Les filles d'Allah
de Nedim Gürsel

critiqué par Dirlandaise, le 29 janvier 2011
(Québec - 68 ans)


La note:  étoiles
La lune brillait...
L’écrivain Nedim Gürsel occupe une place primordiale dans la littérature turque. Auteur d’une trentaine d’ouvrages, romans, nouvelles essais littéraires et récits de voyage, il est traduit dans de nombreuses langues. Pour ce roman, il a reçu le prix de la liberté d’expression de l’Union des éditeurs de Turquie.

Dans ce roman, l’auteur raconte ses souvenirs d’enfance mais aussi, il enrichit son récit de passages de la vie du prophète Mahomet et de souvenirs de guerre de son grand-père qui l’a élevé après la mort de son père et le départ de sa mère. C’est un livre extrêmement axé sur la religion islamique et ses débuts. Nedim Gürsel raconte comment Mahomet a combattu les polythéistes qui adoraient les trois filles d’Allah : Lat, Manat et Uzza. Il raconte les difficultés d’implantation de la nouvelle religion monothéiste prônant l’unicité d’Allah. Il narre aussi de quelle façon son grand-père s’est battu contre les Bédouins conduits par Laurence pour la défense de Médine, la ville tombeau du prophète Mahomet.

Bien que l’écriture de monsieur Gürsel soit d’une richesse certaine, j’ai souvent éprouvé un léger ennui lors de cette lecture mais la beauté de l’œuvre et le touchant récit de son enfance m’ont motivée et j’ai persévéré pour mon plus grand bonheur car ce fut fort enrichissant et instructif malgré certains passages confus. Je ne connaissais pas du tout cet auteur et cela n’est certes pas une bonne idée d’aborder son œuvre avec son tout dernier livre.
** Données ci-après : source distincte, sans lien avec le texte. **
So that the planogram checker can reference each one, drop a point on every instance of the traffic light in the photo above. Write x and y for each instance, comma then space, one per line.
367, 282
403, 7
Il aurait été préférable de choisir le premier pour rester fidèle à mes bonnes habitudes car son univers est extrêmement mystique et difficile d’approche. Il faut s’intéresser à l’Islam et à ses rites afin de bien apprécier le récit car une large place est accordée à cette religion. Cependant, j’ai aimé cette façon de raconter comment Mahomet recevait les versets du Coran par l’entremise de l’ange Gabriel, fait que je ne connaissais pas mais chaque jour, j’essaie de combattre mon ignorance et ce livre fut très enrichissant. Nedim Gürsel donne également la parole à chacune des filles d’Allah dans de courts chapitres. Elles expriment leurs doléances et l’une d’entre elles, secrètement amoureuse de Mahomet, est dévorée de jalousie lorsqu’elle apprend son remariage lors de la mort de sa première épouse.

C’est un roman largement autobiographique semble-t-il. Une œuvre d’une grande qualité historique et littéraire réservée à un lectorat exigeant et connaisseur.

"Cette nuit-là, la lune brillait sur La Mecque d'un éclat étrange, toute blanche, énorme, plus étincelante et plus ronde qu'un bouclier d'argent, comme s'il allait se passer quelque chose d'extraordinaire, comme si la roue de la fortune était sur le point de se mettre à tourner. On ne distinguait ni les étoiles, ni la voie lactée, ni la grande ni la petite ourse. Seule la clarté de la lune régnait sur le ciel et illuminait la terre. Elle envahissait les ruelles poudreuses de la ville, les maisons de pierre et les tentes en poil de chameau, les bergeries et les arbres clairsemés. Elle jetait ses reflets sur le bâtiment sacré de la Kaaba qui se dressait comme un spectre dans sa robe noire ainsi que les idoles qui l'entouraient. Les filles d'Allah, blotties l'une contre l'autre, étaient plongées dans un profond sommeil. Auréolées par la lune, elles avaient l'air de saintes. Certes, les saintes femmes ne dorment pas, elles prient jusqu'au matin, mais si elles dormaient, c'était justement parce qu'elles n'étaient pas des saintes, mais des déesses. Lat, Manat et Uzza étaient plus belles, plus majestueuses que jamais."